So many lives can be saved when hospitals, civic authorities and social workers work together with concentrated co-ordination, as was proved several times over on 17 August.
Thanks to smoothly executed green corridors and two back-to-back heart transplants, a Mumbai hospital was able to save the lives of two critically-ill patients within a matter of four hours.
In the first case, the heart was harvested from a 22-year-old woman who was declared brain dead in Pune's Ruby Hall Clinic after sustaining a head injury. Her husband consented to donate her heart, lungs, liver and kidneys, saving five lives. The recipient of her heart was a 24-year-old college student suffering from dilated cardiomyopathy, who had been on the wait-list for a heart transplant since May this year. A green corridor was created by the Pune and Mumbai traffic police, making it possible to transport the heart to Fortis Hospital in Mumbai at 3:36 am on Thursday morning, covering a distance of 143 km in 109 minutes, reported The Times of India.

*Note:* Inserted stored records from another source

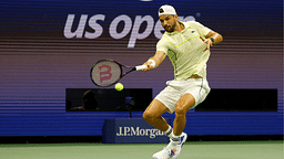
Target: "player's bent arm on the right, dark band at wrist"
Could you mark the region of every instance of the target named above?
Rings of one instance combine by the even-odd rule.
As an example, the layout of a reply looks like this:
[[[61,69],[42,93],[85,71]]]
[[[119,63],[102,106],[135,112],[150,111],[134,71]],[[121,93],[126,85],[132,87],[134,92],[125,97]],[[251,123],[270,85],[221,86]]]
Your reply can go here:
[[[215,45],[215,44],[219,44],[220,42],[223,41],[223,36],[217,33],[217,32],[214,32],[214,31],[210,31],[206,36],[200,36],[200,39],[207,44],[207,46],[203,50],[206,51],[206,50],[210,50],[211,46]]]

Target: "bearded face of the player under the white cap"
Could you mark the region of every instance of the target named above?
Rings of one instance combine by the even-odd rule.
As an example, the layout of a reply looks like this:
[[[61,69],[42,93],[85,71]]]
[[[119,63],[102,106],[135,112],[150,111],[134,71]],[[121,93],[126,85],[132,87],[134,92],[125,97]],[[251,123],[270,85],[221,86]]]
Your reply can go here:
[[[176,15],[163,14],[160,15],[160,21],[166,32],[174,32],[178,22]]]

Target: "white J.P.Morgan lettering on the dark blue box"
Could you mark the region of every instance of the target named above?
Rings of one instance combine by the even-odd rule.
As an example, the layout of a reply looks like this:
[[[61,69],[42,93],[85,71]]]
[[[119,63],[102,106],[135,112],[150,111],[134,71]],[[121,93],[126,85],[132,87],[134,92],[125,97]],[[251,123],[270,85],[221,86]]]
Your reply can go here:
[[[119,127],[116,136],[149,136],[149,138],[155,138],[158,136],[165,136],[163,131],[152,128],[143,129],[140,127]]]

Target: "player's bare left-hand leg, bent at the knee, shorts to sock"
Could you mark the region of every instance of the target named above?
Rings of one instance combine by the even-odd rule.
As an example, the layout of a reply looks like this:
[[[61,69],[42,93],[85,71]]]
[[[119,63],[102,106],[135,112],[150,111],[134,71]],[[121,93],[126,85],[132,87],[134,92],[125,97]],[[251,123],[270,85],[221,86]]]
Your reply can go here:
[[[169,108],[165,107],[160,100],[153,99],[143,113],[143,118],[154,128],[161,131],[166,131],[169,128],[169,124],[163,117],[161,117],[161,115],[165,112],[169,112]]]

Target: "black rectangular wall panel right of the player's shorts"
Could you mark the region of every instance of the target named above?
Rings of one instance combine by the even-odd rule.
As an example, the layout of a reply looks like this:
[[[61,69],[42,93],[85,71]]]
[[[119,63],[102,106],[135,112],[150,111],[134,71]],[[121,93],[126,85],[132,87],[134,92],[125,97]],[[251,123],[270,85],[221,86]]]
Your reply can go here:
[[[211,89],[195,112],[277,112],[277,89]]]

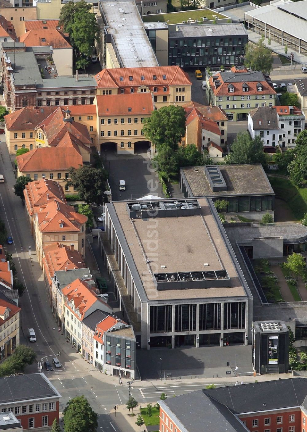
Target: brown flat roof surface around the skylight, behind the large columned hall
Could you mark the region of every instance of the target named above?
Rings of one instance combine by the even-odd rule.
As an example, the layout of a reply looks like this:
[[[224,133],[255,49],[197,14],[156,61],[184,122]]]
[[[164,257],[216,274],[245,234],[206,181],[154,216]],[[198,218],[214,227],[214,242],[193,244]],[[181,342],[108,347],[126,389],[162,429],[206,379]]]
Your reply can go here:
[[[181,168],[182,177],[194,197],[274,195],[262,165],[220,165],[227,191],[213,192],[203,166]]]

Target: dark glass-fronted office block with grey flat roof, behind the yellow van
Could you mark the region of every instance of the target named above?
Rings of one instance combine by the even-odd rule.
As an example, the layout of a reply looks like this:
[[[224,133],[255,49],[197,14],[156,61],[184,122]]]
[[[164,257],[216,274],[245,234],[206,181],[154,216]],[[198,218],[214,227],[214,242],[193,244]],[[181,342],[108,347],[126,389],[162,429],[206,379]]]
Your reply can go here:
[[[242,23],[177,25],[169,32],[169,65],[220,69],[239,65],[247,44]]]

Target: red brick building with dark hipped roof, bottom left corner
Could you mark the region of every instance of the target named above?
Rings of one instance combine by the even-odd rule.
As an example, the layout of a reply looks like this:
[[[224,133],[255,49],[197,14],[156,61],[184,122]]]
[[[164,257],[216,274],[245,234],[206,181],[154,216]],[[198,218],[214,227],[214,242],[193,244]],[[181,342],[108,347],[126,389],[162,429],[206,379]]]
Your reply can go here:
[[[12,412],[24,431],[48,431],[59,420],[61,395],[43,373],[0,378],[0,389],[1,413]]]

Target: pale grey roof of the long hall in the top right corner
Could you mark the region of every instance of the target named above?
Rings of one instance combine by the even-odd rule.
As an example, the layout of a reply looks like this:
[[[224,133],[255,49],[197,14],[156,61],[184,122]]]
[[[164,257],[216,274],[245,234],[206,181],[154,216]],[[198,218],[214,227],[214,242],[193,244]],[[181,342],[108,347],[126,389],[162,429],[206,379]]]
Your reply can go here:
[[[298,2],[298,6],[302,7],[301,2]],[[245,13],[245,17],[257,19],[280,32],[288,33],[294,38],[307,42],[307,21],[278,9],[274,4],[248,11]]]

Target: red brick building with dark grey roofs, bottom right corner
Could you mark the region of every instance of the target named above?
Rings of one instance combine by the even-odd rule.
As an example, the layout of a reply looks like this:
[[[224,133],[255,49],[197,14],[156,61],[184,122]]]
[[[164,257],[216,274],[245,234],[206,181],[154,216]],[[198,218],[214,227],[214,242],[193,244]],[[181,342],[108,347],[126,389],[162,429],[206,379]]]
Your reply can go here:
[[[306,432],[306,384],[290,378],[159,401],[160,432]]]

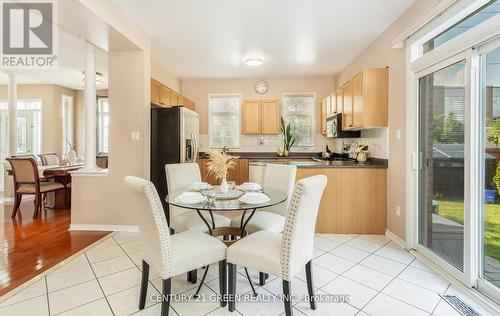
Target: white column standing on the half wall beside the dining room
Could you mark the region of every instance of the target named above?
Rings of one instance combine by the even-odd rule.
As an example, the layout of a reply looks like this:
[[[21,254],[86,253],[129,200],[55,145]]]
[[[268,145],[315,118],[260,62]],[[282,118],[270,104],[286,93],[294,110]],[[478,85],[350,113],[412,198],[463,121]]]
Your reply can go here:
[[[85,169],[96,170],[95,46],[85,42]]]

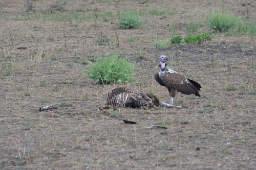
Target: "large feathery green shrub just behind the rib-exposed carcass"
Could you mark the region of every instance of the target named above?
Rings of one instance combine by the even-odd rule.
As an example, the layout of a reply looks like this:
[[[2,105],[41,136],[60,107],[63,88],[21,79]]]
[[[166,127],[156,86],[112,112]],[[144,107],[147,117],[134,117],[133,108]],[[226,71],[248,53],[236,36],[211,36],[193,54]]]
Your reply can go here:
[[[97,59],[93,64],[90,63],[88,77],[97,80],[99,83],[125,84],[134,80],[134,64],[125,60],[118,59],[119,52],[108,53],[102,60]]]

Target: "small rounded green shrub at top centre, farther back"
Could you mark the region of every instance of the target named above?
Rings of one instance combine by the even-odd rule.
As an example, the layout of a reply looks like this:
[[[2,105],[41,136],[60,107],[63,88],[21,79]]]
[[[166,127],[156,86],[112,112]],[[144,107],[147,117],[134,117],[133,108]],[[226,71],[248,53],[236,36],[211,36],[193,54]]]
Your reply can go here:
[[[136,13],[127,12],[120,15],[120,28],[134,28],[142,25],[142,20]]]

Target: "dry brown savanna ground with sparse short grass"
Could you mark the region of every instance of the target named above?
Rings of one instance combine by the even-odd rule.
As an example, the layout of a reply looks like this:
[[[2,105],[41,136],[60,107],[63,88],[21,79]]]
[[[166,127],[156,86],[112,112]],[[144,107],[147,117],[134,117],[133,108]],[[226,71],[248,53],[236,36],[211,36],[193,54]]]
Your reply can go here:
[[[255,23],[255,7],[250,0],[35,0],[28,12],[26,0],[0,0],[0,169],[255,169],[255,35],[208,27],[211,12]],[[127,11],[143,24],[118,28],[118,13]],[[202,32],[212,40],[170,44],[173,35]],[[117,50],[136,64],[135,81],[87,77],[88,61]],[[189,106],[182,109],[97,110],[116,87],[168,102],[153,77],[160,55],[201,84],[201,98],[179,94],[174,103]]]

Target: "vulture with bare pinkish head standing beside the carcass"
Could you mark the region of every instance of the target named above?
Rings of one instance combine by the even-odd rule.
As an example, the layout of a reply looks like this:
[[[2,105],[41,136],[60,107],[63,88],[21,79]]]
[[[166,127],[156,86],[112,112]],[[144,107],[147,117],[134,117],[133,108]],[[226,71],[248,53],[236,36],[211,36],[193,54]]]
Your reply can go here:
[[[187,79],[179,72],[169,69],[166,64],[166,61],[168,60],[166,56],[160,56],[159,60],[161,71],[159,74],[155,74],[154,78],[161,86],[167,87],[170,95],[170,107],[181,108],[180,106],[173,105],[173,98],[178,92],[187,95],[195,94],[200,97],[199,91],[202,87],[198,82]]]

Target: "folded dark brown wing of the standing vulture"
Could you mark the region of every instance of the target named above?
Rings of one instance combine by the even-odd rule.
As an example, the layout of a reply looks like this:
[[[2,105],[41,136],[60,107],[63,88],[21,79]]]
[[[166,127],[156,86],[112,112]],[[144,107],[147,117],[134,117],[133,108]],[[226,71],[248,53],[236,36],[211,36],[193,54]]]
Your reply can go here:
[[[162,79],[162,81],[164,82],[164,84],[166,84],[167,87],[174,88],[175,90],[183,94],[195,94],[197,96],[200,96],[198,91],[200,85],[197,83],[199,86],[197,85],[198,88],[195,87],[187,78],[185,78],[178,72],[162,74]]]

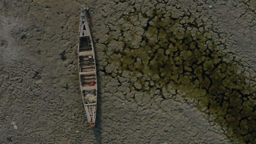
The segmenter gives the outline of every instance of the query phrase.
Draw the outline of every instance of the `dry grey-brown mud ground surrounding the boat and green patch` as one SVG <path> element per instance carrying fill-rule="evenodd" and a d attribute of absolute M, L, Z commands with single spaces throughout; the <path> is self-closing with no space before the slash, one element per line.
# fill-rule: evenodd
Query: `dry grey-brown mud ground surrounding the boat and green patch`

In the second incident, the donor was Shobha Chavan, a 45-year-old domestic worker in Mumbai, who was declared brain dead after being hit by a local train while crossing the tracks. Her husband, too, consented to donate her heart, liver and kidneys, reported Mumbai Mirror. Her heart was transported to Fortis Hospital with the help of a green corridor, covering 18 km in 16 minutes. The recipient was a 58-year-old man suffering from cardiomyopathy. He was on the 'Super Urgent List' for heart transplants.
But these two weren't the only lives saved that day. Thanks to timely consent given by the donors' families, several people around the country received a second lease of life after receiving other organ transplants.
While the 22-year-old donor's liver and kidneys were given to patients in Pune itself, her lung helped save a life in Gleneagles Global Hospital in Chennai, reported The Tribune. One of her lungs was harvested at around 1:30 am and rushed to Pune airport by road. The flight carrying the organ and the transplant team landed in Chennai airport at about 4:30 am. The lung was then transported to the hospital in 15 minutes and successfully transplanted into a patient suffering from end-stage lung disease.
The Chennai hospital claims this case is the longest distance haul of a donated lung in the country.
In the case of Shobha Chavan, one of her kidneys was sent to Jaslok Hospital, the other was given to a patient at MGM hospital (where Shobha was admitted), and the liver was sent to Wockhardt hospital in Mumbai.